One might think we should have a section on how to calculate a confidence region
based
on the parametric bootstrap rather than asymptotic normality, and this would be
expected
for a confidence interval. However, it is an open research question how best to
make a
confidence region in this situation. The elliptical (large sample, approximate,
delta method)
confidence regions shown in Figure 1 get their shape from the asymptotic
bivariate normal
distribution of the two-dimensional vector (location of the maximum) being
estimated.
A bivariate normal distribution has elliptical contours of its probability
density function,
hence elliptical confidence regions make sense. If we drop the “assumption”of
normality (not
really an assumption but an asymptotic approximation), then there is no reason
to make
elliptical confidence regions. In fact, the main point of parametric bootstrap
confidence
intervals is to drop the “assumption” of normality and use intervals that are
not centered
at the MLE and reflect the skewness of the simulation distribution of the
estimates.
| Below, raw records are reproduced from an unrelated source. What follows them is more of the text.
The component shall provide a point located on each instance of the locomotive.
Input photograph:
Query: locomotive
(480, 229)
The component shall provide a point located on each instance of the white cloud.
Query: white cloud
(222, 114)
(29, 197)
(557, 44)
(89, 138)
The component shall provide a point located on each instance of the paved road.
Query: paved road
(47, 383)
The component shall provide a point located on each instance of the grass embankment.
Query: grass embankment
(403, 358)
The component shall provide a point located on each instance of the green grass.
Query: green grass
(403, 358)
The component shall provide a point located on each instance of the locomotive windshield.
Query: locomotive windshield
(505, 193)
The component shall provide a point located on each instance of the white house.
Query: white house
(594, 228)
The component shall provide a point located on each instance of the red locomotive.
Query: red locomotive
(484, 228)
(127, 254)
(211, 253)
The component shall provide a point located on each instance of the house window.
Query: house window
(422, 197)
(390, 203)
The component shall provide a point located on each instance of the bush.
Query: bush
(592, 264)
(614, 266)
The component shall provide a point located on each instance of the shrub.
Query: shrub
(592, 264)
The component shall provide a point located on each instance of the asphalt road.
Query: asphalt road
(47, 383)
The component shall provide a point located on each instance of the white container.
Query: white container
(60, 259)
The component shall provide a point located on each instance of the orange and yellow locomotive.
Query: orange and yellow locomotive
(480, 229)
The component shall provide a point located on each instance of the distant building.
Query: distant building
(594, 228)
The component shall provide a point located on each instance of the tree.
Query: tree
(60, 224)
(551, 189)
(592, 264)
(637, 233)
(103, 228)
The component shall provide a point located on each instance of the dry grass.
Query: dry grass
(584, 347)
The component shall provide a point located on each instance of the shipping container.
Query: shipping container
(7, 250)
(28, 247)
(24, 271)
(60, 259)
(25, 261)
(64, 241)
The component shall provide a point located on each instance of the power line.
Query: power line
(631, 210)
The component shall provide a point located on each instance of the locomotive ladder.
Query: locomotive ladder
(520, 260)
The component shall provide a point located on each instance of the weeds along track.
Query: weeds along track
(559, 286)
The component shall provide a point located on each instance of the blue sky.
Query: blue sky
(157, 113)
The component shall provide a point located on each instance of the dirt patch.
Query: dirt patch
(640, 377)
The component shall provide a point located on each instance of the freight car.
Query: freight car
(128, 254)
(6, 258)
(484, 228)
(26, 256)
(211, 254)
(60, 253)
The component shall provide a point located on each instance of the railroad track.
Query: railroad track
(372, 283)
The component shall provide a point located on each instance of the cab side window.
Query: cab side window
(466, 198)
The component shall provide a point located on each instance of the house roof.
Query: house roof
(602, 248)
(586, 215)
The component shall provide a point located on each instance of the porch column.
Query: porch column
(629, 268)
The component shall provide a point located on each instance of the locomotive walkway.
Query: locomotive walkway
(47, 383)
So in
order to do a parametric bootstrap correctly in this situation, we should also
use a nonelliptical
confidence region that reflects the non-normality of the simulation distribution
of
the estimates. But how? That is the open research question. All of the bootstrap
literature
known to us is about confidence intervals, not about confidence regions.